Observability in Amazon OpenSearch Service - Amazon OpenSearch Service

Observability in Amazon OpenSearch Service

The default installation of OpenSearch Dashboards for Amazon OpenSearch Service includes the Observability plugin, which you can use to visualize data-driven events using Piped Processing Language (PPL) in order to explore, discover, and query data stored in OpenSearch. The plugin requires OpenSearch 1.2 or later.

The Observability plugin provides a unified experience for collecting and monitoring metrics, logs, and traces from common data sources. Data collection and monitoring in one place enables full-stack, end-to-end observability of your entire infrastructure.

Note

This documentation provides a brief overview of Observability in OpenSearch Service. For comprehensive documentation of the Observability plugin, including permissions, see Observability.

Everyone's process for exploring data is different. If you’re new to exploring data and creating visualizations, we recommend trying a workflow like the following.

Explore your data with event analytics

To start, let's say that you're collecting flight data in your OpenSearch Service domain and you want to find out which airline had the most flights arriving in Pittsburgh International Airport last month. You write the following PPL query:

source=opensearch_dashboards_sample_data_flights | stats count() by Dest, Carrier | where Dest = "Pittsburgh International Airport"

This query pulls data from the index named opensearch_dashboards_sample_data_flights. It then uses the stats command to get a total count of flights and groups it according to destination airport and carrier. Finally, it uses the where clause to filter the results to flights arriving in Pittsburgh International Airport.

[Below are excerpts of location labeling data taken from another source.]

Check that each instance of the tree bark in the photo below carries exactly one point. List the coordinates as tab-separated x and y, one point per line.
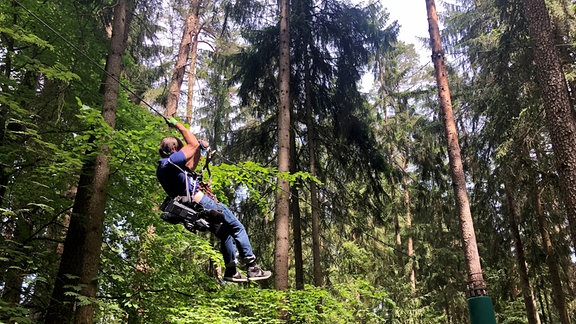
315	211
282	219
527	292
81	257
296	219
191	79
560	116
406	200
476	284
181	61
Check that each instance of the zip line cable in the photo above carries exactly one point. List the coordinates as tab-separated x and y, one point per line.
91	60
80	51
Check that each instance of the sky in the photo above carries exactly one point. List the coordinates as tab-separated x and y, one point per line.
412	18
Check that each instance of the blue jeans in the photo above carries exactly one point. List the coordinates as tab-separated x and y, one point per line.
232	234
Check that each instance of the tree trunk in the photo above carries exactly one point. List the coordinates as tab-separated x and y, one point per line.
296	218
191	79
81	257
527	292
560	116
552	262
282	198
181	60
476	284
315	212
411	271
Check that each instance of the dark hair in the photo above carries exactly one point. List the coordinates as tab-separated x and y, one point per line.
168	145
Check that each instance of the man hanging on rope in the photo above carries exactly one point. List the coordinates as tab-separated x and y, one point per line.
174	174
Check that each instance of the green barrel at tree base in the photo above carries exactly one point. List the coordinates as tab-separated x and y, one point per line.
481	310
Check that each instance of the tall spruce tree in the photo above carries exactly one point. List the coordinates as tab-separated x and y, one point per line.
81	258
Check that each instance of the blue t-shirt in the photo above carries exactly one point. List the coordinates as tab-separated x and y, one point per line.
172	179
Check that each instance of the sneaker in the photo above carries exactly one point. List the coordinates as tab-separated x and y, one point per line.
255	273
237	277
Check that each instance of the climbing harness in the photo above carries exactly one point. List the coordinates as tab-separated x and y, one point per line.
184	210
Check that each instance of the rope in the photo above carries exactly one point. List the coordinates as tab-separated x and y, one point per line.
89	59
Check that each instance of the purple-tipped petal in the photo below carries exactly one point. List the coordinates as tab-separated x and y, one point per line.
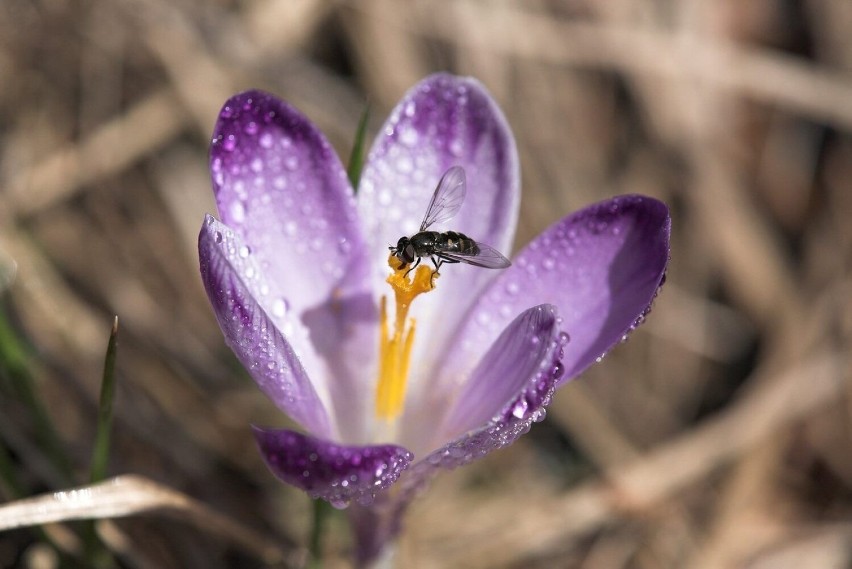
518	355
337	473
232	279
443	121
510	422
281	187
601	267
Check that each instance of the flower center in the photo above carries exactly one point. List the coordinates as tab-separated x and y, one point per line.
395	350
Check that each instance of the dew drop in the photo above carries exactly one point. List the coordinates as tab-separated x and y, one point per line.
408	136
238	211
404	165
520	408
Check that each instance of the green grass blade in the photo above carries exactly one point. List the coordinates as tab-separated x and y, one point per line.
356	158
100	455
15	365
96	554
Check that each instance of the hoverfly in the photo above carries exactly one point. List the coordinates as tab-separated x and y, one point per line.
447	246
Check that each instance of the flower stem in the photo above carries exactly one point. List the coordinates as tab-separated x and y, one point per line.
322	511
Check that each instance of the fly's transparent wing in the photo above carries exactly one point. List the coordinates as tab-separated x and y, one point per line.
447	199
488	257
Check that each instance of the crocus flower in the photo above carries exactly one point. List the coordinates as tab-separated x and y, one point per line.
297	269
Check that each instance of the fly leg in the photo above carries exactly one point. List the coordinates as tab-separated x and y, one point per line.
414	266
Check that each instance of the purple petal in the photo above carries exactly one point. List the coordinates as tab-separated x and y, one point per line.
443	121
510	422
339	474
281	187
231	280
517	356
601	267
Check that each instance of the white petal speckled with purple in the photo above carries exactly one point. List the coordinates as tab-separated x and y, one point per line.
295	268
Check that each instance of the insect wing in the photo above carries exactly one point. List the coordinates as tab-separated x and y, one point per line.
447	199
487	257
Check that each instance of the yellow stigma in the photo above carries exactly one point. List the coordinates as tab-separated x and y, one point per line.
395	351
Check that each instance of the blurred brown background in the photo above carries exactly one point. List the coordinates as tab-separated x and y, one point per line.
718	436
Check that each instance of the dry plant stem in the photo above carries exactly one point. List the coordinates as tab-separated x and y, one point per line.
132	495
660	475
761	74
111	149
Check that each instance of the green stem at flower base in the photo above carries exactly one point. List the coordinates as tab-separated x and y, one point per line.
322	512
356	158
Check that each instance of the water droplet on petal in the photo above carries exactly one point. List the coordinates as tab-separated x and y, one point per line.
280	307
408	136
520	408
238	211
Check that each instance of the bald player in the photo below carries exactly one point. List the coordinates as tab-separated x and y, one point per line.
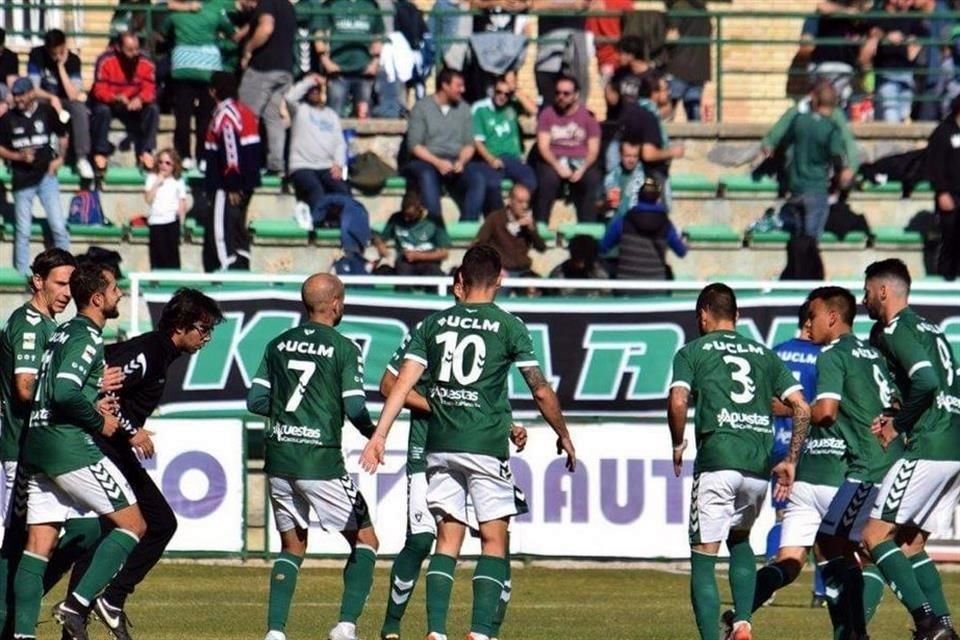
310	377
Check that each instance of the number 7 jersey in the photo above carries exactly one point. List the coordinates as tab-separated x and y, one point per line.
732	380
468	350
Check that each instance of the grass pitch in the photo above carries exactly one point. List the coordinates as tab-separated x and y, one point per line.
185	601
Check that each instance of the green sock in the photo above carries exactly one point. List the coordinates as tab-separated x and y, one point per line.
899	574
283	582
403	578
873	585
504	599
439	587
107	561
704	594
357	580
488	579
743	579
79	536
28	592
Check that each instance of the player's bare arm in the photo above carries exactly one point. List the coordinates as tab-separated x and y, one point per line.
677	405
549	406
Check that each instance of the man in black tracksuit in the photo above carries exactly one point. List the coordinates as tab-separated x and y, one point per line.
943	167
186	324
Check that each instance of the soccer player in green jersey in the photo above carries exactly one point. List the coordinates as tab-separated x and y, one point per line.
468	350
927	476
67	473
853	388
733	381
310	377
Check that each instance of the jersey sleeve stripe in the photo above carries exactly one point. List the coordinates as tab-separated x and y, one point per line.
70	376
920	365
786	394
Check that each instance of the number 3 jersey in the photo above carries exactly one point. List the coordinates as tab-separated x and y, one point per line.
468	350
732	379
309	371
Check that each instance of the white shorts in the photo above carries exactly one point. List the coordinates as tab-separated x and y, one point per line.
452	478
913	490
338	503
419	519
849	510
87	492
724	501
805	510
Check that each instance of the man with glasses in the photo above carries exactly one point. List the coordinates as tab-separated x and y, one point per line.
186	325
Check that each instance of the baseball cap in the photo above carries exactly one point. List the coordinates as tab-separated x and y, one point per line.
21	85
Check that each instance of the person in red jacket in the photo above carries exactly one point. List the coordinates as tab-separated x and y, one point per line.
124	87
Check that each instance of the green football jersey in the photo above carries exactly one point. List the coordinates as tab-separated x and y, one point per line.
22	342
854	374
733	380
910	343
468	350
417	440
63	414
309	370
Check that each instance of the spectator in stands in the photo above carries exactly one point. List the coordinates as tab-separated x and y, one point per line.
624	86
583	264
31	140
819	152
55	72
124	87
496	134
688	65
9	61
440	141
943	165
421	242
622	184
568	143
267	63
512	231
232	154
318	152
352	34
196	56
642	236
166	193
892	49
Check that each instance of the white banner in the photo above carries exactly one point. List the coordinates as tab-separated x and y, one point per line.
200	468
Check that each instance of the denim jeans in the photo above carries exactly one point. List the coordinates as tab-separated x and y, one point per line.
48	190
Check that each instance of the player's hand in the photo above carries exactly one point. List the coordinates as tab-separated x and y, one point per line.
143	444
112	379
565	445
785	473
678	458
518	436
372	456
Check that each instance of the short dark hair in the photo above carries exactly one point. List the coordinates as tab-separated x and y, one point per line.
890	268
186	308
224	85
54	38
88	279
719	300
481	266
837	299
49	260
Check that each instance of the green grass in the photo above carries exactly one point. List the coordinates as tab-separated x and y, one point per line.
183	601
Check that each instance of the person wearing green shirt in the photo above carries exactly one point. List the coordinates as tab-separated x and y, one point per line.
927	475
351	33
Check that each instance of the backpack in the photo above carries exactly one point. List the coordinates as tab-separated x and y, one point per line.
85	208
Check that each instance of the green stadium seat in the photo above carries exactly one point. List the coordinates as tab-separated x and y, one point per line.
274	231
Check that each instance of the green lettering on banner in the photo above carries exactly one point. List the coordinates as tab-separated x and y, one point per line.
644	352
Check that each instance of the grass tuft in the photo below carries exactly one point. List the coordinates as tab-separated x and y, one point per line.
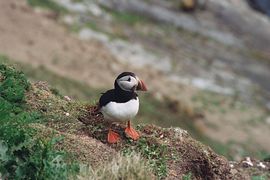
131	167
48	4
22	156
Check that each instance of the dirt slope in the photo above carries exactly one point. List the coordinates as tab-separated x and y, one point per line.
173	150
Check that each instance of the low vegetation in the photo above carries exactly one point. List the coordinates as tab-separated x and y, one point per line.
44	134
21	154
47	4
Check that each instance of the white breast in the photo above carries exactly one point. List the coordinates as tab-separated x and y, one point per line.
121	111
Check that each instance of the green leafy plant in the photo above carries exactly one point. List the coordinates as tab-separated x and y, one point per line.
187	176
22	155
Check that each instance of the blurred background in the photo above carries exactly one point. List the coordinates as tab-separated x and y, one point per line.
206	63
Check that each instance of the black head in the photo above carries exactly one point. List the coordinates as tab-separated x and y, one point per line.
128	81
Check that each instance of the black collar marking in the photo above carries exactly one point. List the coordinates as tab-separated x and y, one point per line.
117	96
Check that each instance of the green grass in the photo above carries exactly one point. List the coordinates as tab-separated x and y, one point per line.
22	156
187	176
48	4
258	178
130	166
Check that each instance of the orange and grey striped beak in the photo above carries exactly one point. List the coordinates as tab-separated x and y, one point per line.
141	86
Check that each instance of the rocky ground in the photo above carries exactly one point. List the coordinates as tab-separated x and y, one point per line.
207	74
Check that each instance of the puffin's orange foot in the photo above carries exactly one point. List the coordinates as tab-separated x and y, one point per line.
113	137
130	132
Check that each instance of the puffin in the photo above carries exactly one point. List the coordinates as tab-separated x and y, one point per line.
121	104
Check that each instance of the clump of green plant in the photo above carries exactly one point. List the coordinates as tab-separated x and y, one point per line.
48	4
154	153
131	167
187	176
258	178
23	156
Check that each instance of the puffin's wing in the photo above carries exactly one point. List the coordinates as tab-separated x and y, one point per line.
106	98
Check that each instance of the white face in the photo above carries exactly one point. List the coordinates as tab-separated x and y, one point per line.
127	83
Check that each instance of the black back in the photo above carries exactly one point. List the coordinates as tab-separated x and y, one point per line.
114	95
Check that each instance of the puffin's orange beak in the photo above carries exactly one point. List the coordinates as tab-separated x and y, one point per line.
141	86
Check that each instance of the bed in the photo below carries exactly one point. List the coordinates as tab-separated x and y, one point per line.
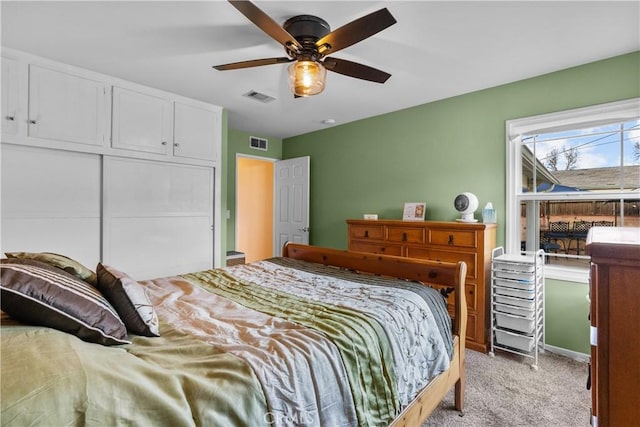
316	337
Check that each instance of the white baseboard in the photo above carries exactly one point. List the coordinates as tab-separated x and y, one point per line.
580	357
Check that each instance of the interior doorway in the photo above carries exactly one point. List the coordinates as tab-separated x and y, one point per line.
254	207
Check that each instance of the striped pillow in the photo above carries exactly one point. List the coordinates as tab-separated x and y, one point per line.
37	293
129	298
67	264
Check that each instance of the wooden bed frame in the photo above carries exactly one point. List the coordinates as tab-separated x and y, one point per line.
431	273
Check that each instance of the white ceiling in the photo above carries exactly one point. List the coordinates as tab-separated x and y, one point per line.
438	49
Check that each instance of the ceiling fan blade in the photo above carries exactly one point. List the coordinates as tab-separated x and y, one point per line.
252	63
353	69
355	31
266	24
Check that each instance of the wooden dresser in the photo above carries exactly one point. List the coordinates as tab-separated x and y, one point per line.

Here's what the data looks like when displayed over the last month:

Table showing flight counts to Pittsburgh International Airport for different carriers.

You can choose the PPL button in the query editor to get usage information and examples for each PPL command:

OpenSearch PPL Reference Manual showing stats command description and aggregation functions table.

Let's look at a more complex example, which queries for information about flight delays:

source=opensearch_dashboards_sample_data_flights | where FlightDelayMin > 0 | stats sum(FlightDelayMin) as minimum_delay, count() as total_delayed by Carrier, Dest | eval avg_delay=minimum_delay / total_delayed | sort - avg_delay

Each command in the query impacts the final output:

  • source=opensearch_dashboards_sample_data_flights - pulls data from the same index as the previous example

  • where FlightDelayMin > 0 - filters the data to flights that were delayed

  • stats sum(FlightDelayMin) as minimum_delay, count() as total_delayed by Carrier - for each carrier, gets the total minimum delay time and the total count of delayed flights

  • eval avg_delay=minimum_delay / total_delayed - calculates the average delay time for each carrier by dividing the minimum delay time by the total number of delayed flights

  • sort - avg_delay - sorts the results by average delay in descending order

With this query, you can determine that OpenSearch Dashboards Airlines has, on average, fewer delays.

Table comparing airline carriers' delay statistics, including average delay and total delayed flights.

You can find more sample PPL queries under Queries and Visualizations on the Event analytics page.

Create visualizations

Once you correctly query the data that you're interested in, you can save those queries as visualizations:

Bar chart showing flight counts to Pittsburgh International Airport by four carriers.

Then add those visualizations to operational panels to compare different pieces of data. Leverage notebooks to combine different visualizations and code blocks that you can share with team members.

Dive deeper with Trace Analytics

Trace Analytics provides a way to visualize the flow of events in your OpenSearch data to identify and fix performance problems in distributed applications.

Trace analytics dashboard showing time spent by service and span detail for various operations.